Thursday, December 10, 2015

Return Of 2 Million IDPs Begins Next Year – Buhari; Boko Haram Victims 'Ignored' – Miliband


Some of the displaced people are living the UN camps (Getty Images)


President Muhammadu Buhari has assured that the return of persons displaced by the Boko Haram insurgency to their home communities will start in earnest next year.  Buhari gave the assurance at the Presidential Villa in Abuja yesterday while receiving a delegation of the International Rescue Committee (IRC) led by former British Foreign Minister David Miliband.

The president said his government would do everything within its powers to facilitate the quick return and resettlement of over two million internally displaced persons in their towns and villages.

He said his administration would welcome the support of the International Rescue Committee and other local and international non-governmental organizations the rehabilitation of internally displaced persons.

“In 2016, the return of the IDPs will start in earnest. They will return to their communities to meet destroyed schools and other infrastructure which have to be rebuilt.  With agriculture being moribund in the region in the last two years without cropping, hunger is already manifest. We will welcome all the help we can get to assist the returnees,” he said.

In a response to Miliband’s request for the Nigerian government’s priorities on the nature of assistance required for the internally displaced persons, Buhari said there was an urgent need for support in the areas of agricultural inputs, health, nutrition, water and sanitation.
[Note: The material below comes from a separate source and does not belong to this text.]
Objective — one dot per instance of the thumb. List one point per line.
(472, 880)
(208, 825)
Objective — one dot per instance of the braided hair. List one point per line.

BBC Africa Live reports that the world is not paying enough attention to the plight of people affected by the insurgency waged by militant Islamist group Boko Haram in north-east Nigeria, former UK Foreign Secretary David Miliband has told the BBC.

Mr Miliband, who is the head of the International Rescue Committee (IRC), said international policy-makers and Nigerian authorities needed to step up efforts to help victims of the conflict. 

"It's important for us to be in the places which make the headlines, but also important to be in the places that don't," he told the BBC's Ishaq Khalid during a visit to Yola, one of the areas badly affected by the violence.

"The danger is that people are not in the headline will get forgotten until they end up in the headline for a wrong reason," Mr Miliband added.

Mr Miliband said there was a "hidden catastrophe" in north-east Nigeria.  

"Some of the people I met who recently returned from Cameroon are in desperate situation and need urgent help," he added.

IRC is one of the few international humanitarian agencies assisting some of the three million people displaced by the six-year Boko Haram insurgency.

Cameroon repatriated some Nigerians who had fled to the country to escape conflict.
Cameroon said it feared the refugees were infiltrated by the militants who have also carried out attacks on its territory.